Foto: Telma Monteiro Nota de Repúdio |
Nós, organizações da
sociedade civil, movimentos sociais, observadores independentes, que fomos
convidados para reunião da Associação
Pusuru dos indígenas Munduruku, realizada ao dia três de agosto de 2013, no
ginásio poliesportivo da cidade de Jacareacanga, sudoeste do Estado do Pará, vimos a público
relatar alguns acontecimentos que nos deixaram apreensivos e preocupados com a
forma como o poder público municipal vem tratando a população indígena (para
informações divulgadas no dia do evento, ver http://faor.org.br/?noticiaId=1291).
Do poder da polícia, do poder da prefeitura e do poder que nenhum dos
dois têm
Consideramos ostensiva e
desnecessária a presença de policiais do Grupo de Operações Tático, da Polícia
Militar do Estado do Pará, durante toda a reunião. A presença e as atitudes dos
policiais, portando fuzis e abordando as pessoas com perguntas, intimidando
tanto as lideranças indígenas como pessoas ligadas à sociedade civil organizada
ferem o direito de livre manifestação de opinião, crença e opção política
garantidos a grupos ou indivíduos conforme Artigo 5 da Constituição Federal,
sendo este um direito fundamental. Estas mesmas pessoas abordadas e intimidadas
tiveram, assim, seus direitos violados quando foram impedidas de registrar em vídeo ou fotografia a reunião,
para as quais foram convidadas. Pessoas podem se manifestar e não querer que
sua imagem seja veiculada. É um direito garantido pelo mesmo Artigo 5 da CF.

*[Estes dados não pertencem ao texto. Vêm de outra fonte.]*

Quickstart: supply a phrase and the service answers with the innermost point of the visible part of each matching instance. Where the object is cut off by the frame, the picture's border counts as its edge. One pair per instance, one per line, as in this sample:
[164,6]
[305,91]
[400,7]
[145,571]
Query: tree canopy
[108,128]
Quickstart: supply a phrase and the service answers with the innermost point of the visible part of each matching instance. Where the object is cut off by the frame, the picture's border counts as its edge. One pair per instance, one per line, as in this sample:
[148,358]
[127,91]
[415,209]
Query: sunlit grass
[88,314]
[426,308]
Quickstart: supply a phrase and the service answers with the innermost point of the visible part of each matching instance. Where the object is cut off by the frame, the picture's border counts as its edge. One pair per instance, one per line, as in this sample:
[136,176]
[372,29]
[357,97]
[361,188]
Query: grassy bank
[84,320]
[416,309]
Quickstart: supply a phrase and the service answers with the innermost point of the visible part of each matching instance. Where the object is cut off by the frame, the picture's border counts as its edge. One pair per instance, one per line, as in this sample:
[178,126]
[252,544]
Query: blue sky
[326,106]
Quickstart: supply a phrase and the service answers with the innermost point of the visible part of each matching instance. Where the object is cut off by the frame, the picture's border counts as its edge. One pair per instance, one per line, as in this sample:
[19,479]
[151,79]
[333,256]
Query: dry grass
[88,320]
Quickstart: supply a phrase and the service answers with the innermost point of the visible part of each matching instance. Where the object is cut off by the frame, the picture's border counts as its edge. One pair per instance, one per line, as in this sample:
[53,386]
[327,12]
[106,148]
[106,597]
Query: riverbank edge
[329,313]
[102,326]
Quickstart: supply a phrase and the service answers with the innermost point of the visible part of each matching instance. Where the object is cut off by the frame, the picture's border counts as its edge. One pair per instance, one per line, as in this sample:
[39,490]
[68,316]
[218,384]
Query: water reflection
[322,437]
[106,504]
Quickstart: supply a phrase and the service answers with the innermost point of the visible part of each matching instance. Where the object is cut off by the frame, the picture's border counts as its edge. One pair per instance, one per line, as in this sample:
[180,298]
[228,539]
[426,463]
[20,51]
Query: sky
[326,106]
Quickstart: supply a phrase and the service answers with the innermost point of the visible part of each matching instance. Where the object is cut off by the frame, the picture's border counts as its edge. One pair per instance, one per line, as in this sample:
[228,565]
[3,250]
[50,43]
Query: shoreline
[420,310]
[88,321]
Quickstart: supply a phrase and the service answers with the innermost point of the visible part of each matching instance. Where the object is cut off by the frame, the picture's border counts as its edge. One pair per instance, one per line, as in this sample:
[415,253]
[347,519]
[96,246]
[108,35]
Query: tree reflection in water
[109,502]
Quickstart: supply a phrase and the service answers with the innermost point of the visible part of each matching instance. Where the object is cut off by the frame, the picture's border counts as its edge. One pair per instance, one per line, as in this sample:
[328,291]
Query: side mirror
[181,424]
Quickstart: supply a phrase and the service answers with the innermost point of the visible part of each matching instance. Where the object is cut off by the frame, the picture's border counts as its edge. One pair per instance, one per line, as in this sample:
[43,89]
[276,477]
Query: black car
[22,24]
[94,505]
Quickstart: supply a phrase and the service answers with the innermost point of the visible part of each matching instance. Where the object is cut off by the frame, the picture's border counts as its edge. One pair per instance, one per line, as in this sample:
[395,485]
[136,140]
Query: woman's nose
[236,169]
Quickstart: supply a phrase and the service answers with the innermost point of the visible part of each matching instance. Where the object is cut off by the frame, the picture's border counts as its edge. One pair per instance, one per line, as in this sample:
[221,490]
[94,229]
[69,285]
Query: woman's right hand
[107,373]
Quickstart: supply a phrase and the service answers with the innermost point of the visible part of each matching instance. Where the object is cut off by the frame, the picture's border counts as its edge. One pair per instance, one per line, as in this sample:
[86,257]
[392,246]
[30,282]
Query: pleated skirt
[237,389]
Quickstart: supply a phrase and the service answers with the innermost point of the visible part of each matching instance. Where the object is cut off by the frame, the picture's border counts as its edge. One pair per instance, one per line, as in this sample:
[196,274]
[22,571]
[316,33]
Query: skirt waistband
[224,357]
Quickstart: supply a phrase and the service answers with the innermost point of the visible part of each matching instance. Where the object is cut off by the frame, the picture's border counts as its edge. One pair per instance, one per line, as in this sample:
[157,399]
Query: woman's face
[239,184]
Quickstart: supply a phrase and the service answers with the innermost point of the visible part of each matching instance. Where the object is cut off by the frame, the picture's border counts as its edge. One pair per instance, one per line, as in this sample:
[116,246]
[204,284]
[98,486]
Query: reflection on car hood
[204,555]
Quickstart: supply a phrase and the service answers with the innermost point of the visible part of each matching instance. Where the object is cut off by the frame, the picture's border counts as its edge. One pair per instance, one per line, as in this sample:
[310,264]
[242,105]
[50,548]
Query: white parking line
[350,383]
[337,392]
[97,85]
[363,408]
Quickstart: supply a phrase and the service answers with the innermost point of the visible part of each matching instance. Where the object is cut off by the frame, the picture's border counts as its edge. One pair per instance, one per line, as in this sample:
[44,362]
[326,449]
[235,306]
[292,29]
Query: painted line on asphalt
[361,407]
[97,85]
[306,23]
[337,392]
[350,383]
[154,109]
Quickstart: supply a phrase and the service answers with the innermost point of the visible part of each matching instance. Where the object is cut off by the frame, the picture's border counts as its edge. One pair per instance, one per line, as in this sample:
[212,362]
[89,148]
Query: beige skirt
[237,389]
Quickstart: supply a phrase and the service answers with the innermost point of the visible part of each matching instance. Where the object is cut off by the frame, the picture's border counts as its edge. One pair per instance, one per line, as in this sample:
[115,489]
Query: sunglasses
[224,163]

Entretanto, quando o registro é impedido não pelos indígenas, sujeitos da
reunião, mas pela Prefeitura que ordenou o reforço da vigilância para que os
atos não ocorressem, a questão é outra.
Embora o recado aos movimentos sociais tenha sido dado por um representante
indígena, a Prefeitura anunciou o feito de antemão já adiantando que se tratava
de reunião interna dos indígenas Munduruku “com o poder público local a fim de
garantir o diálogo, a conciliação o progresso e a paz” na cidade do sudoeste
paraense. Os únicos autorizados: o CIMI, que tem longa experiência de
militância na região (mas, que também foi reprimido; ver nota disponível em http://www.cimi.org.br/site/pt-br/?system=news&conteudo_id=7071&action=read), e a TV
Buré, afiliado do SBT em Jacareacanga. O único detalhe: o prefeito é um dos
donos da afiliada TV Buré. Dessa forma,
o registro autorizado da TV Buré foi garantido pelo Prefeito que em diálogo para
a estabilidade local concordou com o Tático, representando a Força Nacional
localmente, e a Polícia Militar local que os movimentos sociais não poderiam
registrar a reunião e que as faixas que portaram até Jacareacanga, a pedido de
membros da Coordenação da Associação Pusuru, não poderiam ser abertas, pois
isso pertubaria a possibilidade e a conciliação dos indígenas com o poder
local, sendo esta mesma ação interferência em assuntos internos. Dito isso por
um representante indígena, pelo Prefeito e pela Polícia, formou-se a mesa de
abertura do evento em que quatro brancos contrastavam com três indígenas da Associação
Pusuru. Ora, cabe lembrar que a Prefeitura não tem poder de polícia. Tampouco a
própria polícia, que teria este tal poder de manter a segurança e de reprimir o
que está supostamente fora de ordem, pode tomá-lo e exercê-lo quando nada ou
ninguém pertuba a ordem ou alguma denúncia é feita. Sendo este o caso, a tentativa de apreensão de equipamentos, bem
como a pressão para que imagens de retirada de faixas fossem apagadas, exercida
pela Polícia e ordenada pela Prefeitura, é não só interferência entre poderes
como abuso dos poderes que estas instituições teriam para “garantir a
democracia, promover a segurança e trazer o desenvolvimento” de Jacareacanga,
como dito na mesa de abertura da reunião. Da mesma maneira, ficamos nos
perguntando de que maneira nos parar na rua, fora da reunião, exigindo saber
quem éramos, de onde vínhamos e o que estávamos fazendo também esclarece muito
pouco do que seria esta tal manutenção da segurança para o desenvolvimento.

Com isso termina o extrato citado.